The fact remains, no trader has ever managed a consistent 30% a year over a career with very low standard deviation.
The ones that have annualized returns over 30% a year did so because they had short bursts of amazing returns, mixed in with the vast majority of years being less than 30% a year.
So your Zanger example is a good one. Yes of course his annualized returns are way higher than 30% a year over his career, but it's the result of what he himself calls a perfect storm that will never repeat itself. The standard deviation of his returns are off the charts high.
All honest traders who have higher than 30% annualized returns over their career say the same thing. It was mostly from a few good years because of a perfect storm of success in a short period.
I'm way higher than 30% annualized, more than double in fact over the last 10 years, but I'd be lying if I didn't say 2009-2012 helped. And as a volatility trader I don't think that sweet spot of perfect volatility trade set ups will ever repeat itself.

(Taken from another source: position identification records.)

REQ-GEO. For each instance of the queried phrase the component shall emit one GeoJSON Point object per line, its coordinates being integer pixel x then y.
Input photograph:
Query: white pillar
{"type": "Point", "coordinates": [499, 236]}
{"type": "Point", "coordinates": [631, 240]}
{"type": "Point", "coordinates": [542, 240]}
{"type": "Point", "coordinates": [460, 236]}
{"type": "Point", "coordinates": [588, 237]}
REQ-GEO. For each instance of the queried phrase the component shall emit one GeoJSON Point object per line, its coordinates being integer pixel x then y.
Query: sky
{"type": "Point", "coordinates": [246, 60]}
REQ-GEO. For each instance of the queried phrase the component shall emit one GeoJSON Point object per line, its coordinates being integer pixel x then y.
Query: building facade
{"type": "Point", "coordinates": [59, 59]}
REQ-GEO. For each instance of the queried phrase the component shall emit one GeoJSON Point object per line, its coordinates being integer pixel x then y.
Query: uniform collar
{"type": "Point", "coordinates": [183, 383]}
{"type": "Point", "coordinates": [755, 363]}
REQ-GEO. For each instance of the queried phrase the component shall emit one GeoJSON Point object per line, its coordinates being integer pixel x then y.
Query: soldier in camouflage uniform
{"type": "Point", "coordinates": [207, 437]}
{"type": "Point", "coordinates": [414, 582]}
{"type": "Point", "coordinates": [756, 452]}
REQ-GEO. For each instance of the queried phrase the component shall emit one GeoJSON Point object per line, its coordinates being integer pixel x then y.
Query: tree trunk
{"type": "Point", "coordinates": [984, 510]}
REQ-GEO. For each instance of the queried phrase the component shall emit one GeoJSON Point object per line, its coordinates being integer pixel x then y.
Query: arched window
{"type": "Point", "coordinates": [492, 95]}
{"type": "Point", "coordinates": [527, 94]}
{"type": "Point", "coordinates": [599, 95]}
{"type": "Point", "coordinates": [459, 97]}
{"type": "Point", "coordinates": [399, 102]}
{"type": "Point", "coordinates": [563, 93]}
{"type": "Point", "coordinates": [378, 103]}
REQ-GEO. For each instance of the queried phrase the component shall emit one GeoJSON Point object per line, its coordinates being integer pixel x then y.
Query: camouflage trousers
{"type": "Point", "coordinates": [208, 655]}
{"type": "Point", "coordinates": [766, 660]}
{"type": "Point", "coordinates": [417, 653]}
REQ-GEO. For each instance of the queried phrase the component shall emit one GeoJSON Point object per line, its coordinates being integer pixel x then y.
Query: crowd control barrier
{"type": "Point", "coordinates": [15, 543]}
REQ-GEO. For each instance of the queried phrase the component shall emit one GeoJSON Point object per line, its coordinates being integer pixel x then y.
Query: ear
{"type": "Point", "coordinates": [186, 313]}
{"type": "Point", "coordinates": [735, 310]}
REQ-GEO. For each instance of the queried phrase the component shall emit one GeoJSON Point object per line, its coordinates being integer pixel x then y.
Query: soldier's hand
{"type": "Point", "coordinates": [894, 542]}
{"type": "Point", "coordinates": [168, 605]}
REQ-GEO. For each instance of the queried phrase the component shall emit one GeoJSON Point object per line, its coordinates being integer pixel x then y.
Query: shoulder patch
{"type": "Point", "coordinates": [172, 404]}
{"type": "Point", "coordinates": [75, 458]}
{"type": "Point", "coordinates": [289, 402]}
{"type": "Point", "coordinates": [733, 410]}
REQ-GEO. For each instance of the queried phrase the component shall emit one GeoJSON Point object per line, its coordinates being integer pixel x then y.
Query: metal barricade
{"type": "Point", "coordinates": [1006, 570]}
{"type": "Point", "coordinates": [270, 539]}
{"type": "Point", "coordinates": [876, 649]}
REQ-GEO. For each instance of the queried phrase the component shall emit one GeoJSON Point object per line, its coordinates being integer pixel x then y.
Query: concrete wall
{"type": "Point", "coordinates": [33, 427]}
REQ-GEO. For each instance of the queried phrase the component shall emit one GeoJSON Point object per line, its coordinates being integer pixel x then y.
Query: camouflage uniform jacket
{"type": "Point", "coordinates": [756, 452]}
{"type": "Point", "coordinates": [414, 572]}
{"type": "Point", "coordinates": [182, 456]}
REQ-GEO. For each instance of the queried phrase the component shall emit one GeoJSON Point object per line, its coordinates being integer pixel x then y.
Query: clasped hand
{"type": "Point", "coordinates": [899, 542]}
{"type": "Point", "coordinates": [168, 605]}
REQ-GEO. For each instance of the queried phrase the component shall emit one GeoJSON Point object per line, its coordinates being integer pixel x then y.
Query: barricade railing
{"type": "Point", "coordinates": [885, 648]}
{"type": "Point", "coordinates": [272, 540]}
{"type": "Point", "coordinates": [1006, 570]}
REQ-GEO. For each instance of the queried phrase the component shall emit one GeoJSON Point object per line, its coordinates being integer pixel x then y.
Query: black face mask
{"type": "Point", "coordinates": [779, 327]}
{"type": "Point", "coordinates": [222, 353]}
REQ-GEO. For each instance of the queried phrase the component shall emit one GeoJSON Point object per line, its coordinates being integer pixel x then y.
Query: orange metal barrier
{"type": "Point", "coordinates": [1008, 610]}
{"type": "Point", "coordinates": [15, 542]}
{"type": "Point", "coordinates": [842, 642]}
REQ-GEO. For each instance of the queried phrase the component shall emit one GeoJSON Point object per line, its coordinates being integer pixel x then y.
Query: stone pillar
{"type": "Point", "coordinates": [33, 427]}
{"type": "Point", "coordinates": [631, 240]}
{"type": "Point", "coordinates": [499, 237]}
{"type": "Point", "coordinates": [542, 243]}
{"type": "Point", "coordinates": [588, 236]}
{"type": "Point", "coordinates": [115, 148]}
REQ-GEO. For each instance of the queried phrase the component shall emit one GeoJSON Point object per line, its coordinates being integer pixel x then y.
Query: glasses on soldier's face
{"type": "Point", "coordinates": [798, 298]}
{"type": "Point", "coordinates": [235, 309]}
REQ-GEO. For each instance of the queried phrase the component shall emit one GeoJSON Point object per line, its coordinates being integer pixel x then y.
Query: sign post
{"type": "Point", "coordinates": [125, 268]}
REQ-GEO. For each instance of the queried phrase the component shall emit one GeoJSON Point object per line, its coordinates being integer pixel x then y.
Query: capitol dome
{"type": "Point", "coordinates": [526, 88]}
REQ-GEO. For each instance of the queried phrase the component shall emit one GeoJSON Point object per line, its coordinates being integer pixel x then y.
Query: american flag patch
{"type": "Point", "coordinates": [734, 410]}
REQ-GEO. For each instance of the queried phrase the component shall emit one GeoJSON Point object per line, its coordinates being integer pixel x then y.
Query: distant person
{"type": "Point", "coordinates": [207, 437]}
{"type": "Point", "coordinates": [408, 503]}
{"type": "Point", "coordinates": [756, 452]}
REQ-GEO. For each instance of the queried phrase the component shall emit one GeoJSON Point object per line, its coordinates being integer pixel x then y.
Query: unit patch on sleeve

At 20% a year, everybody, even a Janitor saving 300 bucks a month will retire a millionaire. Don't plan your career around a perfect storm lucky streak my young inexperienced friend, plan it around REALITY, and if you happen to get a one in a million lucky streak, all the better.
But if you withdraw money every month to live on, even from a fund that's killing it at 20% a year like clockwork, you'll go broke in no time at all.